Grant Shapps promises to’maximise’ UK North Sea oil and natural gas reserves

Grant Shapps has said that the UK government will “max-out” its remaining North Sea oil reserves. He argues this is in line with Britain’s commitment to achieve net zero carbon emission by 2050.

Labour leader Keir starmer said that the UK would not grant any new North Sea licenses if his political party won the next general elections, but it wouldn’t revoke the existing contracts.

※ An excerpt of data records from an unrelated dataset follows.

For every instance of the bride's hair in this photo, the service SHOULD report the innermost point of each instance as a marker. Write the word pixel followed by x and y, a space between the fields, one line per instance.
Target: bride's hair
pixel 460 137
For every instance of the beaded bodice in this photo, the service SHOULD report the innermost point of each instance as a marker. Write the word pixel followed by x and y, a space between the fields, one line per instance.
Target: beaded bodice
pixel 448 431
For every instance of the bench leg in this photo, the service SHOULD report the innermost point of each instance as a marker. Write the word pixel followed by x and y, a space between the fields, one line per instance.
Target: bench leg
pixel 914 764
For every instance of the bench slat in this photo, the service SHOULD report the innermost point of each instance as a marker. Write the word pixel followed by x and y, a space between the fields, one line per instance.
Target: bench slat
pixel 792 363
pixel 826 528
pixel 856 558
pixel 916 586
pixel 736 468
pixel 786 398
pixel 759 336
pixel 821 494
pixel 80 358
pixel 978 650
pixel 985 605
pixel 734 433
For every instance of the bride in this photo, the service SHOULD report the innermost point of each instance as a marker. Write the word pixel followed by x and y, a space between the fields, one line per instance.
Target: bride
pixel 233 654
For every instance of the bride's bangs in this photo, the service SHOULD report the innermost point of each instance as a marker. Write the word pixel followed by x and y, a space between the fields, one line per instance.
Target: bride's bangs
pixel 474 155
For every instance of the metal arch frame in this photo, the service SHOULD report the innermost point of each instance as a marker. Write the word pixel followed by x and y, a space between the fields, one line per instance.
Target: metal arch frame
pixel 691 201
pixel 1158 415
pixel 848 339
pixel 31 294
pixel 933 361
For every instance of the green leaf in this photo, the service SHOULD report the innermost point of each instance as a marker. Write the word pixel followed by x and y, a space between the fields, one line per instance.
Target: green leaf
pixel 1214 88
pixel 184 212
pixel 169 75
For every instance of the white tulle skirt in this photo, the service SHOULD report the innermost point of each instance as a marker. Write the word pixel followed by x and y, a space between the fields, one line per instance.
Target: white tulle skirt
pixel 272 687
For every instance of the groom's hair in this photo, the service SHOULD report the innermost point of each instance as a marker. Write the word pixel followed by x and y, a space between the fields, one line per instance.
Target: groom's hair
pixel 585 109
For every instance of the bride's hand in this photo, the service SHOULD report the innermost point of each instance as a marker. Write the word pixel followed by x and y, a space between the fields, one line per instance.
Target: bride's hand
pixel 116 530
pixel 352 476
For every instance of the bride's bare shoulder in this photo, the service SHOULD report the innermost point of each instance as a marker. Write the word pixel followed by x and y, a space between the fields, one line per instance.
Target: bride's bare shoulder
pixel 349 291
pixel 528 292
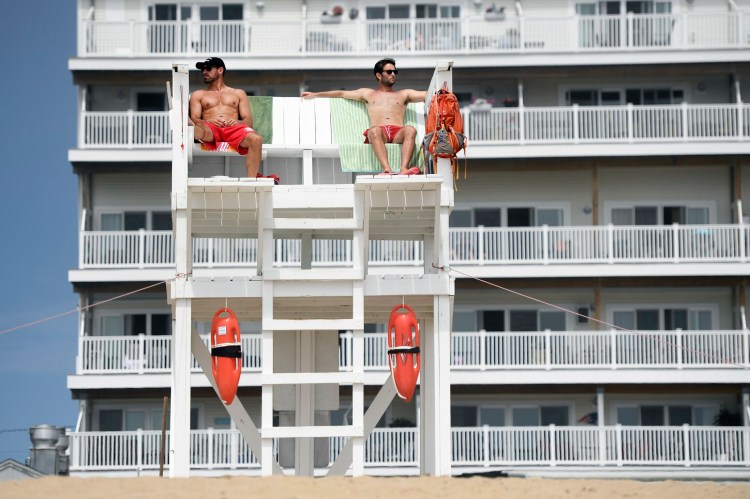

Shapps, in an interview he described Labour’s policy as “madness” and said that all oil and gas fields should be licensed if they are viable and if this is consistent with net zero goals.

He said: “Labour foolishly and irresponsibly wants to deliberately pursue a self-harming policy by not buying that oil and gas [from the North Sea] but instead purchasing it from overseas.”

He said that even if all North Sea contracts were “maxed-out”, production would still slow down rapidly because the basin was mature and running out of hydrocarbons.

He said that the IPCC (Intergovernmental Panel on Climate Change), the global authority on the subject, has stated that the world must reduce its dependence on oil and natural gas by 4% per year in order to reach net zero by the year 2050.

“Even though we grant every possible licence for the North Sea. . . “[UK oil production] will decline by 7 percent a year — twice as fast as the IPCC’s [recommendations]. Shapps argued that the alternative to using British hydrocarbons as the UK transitioned to a greener economy was to import fossil fuels from abroad, which typically involved more carbon emissions.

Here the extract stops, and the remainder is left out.